Di pedagang sebelahnya juga ada bawang putih yang cukup bagus dengan pedagang perempuan tapi ternyata pengunjungnya yang sedang berbincang serius dengannya sama dengan Bapak pedagang pertama, terselip rokok di jarinya. Aku mengurungkan niat mampir di situ.
Aku jalan lagi, ada pedagang perempuan yang sedang ngobrol dengan temannya. Ada bawang putih yang tidak terlalu bagus, tidak terlalu putih. Aku memilih-milih bawang dan akhirnya beli di situ. Terakhir, saat aku bayar diaa mengisap rokok dengan santainya. Aduuh...!!
Biasanya aku hampir selalu ‘nyinyir ‘ dengan para perokok itu. Ajak ngobrol sampai diskusi tentang bhaya rokok lah. Atau selalu berpesan ‘jangan untuk beli rokok ya’ kalau kebetulan kasih sedikit kelebihan pembayaran atau apa lah. Niatnya ya kampanye anti rokok sih.

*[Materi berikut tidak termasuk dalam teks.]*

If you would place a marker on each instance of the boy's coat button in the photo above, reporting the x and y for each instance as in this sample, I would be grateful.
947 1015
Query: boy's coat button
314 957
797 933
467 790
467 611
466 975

Untuk 2 laki-laki yang pertama aku mafhum, husnudhan saja, mungkin memang non muslim, jadi wajar aja kalo tidak berpuasa seperti ini, namun tetap aja rokok di tempat umum itu lho yang bikin gemes. Memang pasar hanyalah termasuk kawasan terbatas rokok saja sih. Nah yang terakhir, aku sempat terhenyak karena nggak nyangka aja dia akan sedemonstratif itu dalam mengisap benda 12 cm itu. Aku merasa ada sesuatu yang nyesak di dada. Saat itu aku sempat melihat doa-doa yang ditempelkan di pada kotak uangnya yang bisa jadi dia seorang muslim. Sebenarnya aku juga maklum kalo perempuan tidak berpuasa, bisa jadi sedang kedatangan tamu bulanan atau sedang sakit atau safar. Cuma aku sedih aja bahwa betapa perempuan yang kelihatannya masih cukup muda itu sudah tidak punya rasa malu lagi untuk menunjukkan kecanduannya pada rokok pada bulan puasa ini.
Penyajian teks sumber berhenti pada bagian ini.